Nel 2019 le esportazioni italiane di carni avicole del 4,2% per un totale di 184.300 tonnellate, pari al 13,9% della produzione totale (contro le 176.800, pari al 13,5% del totale, del 2018).

I Paesi della UE sono stati destinatari di oltre i due terzi dell’export avicolo italiano (68%). In particolare, la Germania ha assorbito da sola il 42%, seguita da Grecia (13%) e Francia (7%).
Fra i Paesi Terzi, una notevole importanza hanno avuto le destinazioni africane che, in tutto, rappresentano oltre il 24% dell’export avicolo italiano.

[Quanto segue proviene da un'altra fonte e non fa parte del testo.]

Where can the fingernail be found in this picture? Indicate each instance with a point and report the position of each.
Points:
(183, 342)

I Paesi principali sono Benin (che ha assorbito oltre il 13% del nostro export, quanto la Grecia), Guinea (4,1%), Guinea Equatoriale (3,7%) e Angola (3,1%).

Le importazioni rivestono un ruolo del tutto marginale nel mercato avicolo italiano caratterizzato da un’ampia autosufficienza produttiva. Questa caratteristica distintiva del settore non deve tuttavia far sottovalutare la sempre maggiore pressione e aggressività̀ dei Paesi terzi competitor, come Brasile, Tailandia e Ucraina, poiché́ i flussi di import riguardano soprattutto tagli di carni ad alto valore aggiunto, quindi potenzialmente in grado di penalizzare negativamente il mercato interno.

Nel 2019 le importazioni italiane di carni avicole sono state pari a 93.800 tonnellate, in ulteriore diminuzione rispetto alle 95.100 tonnellate del 2018. Da segnalare che la quasi totalità̀ dell’import (oltre il 96%) proviene dai Paesi UE, principalmente Germania, Paesi Bassi e Polonia.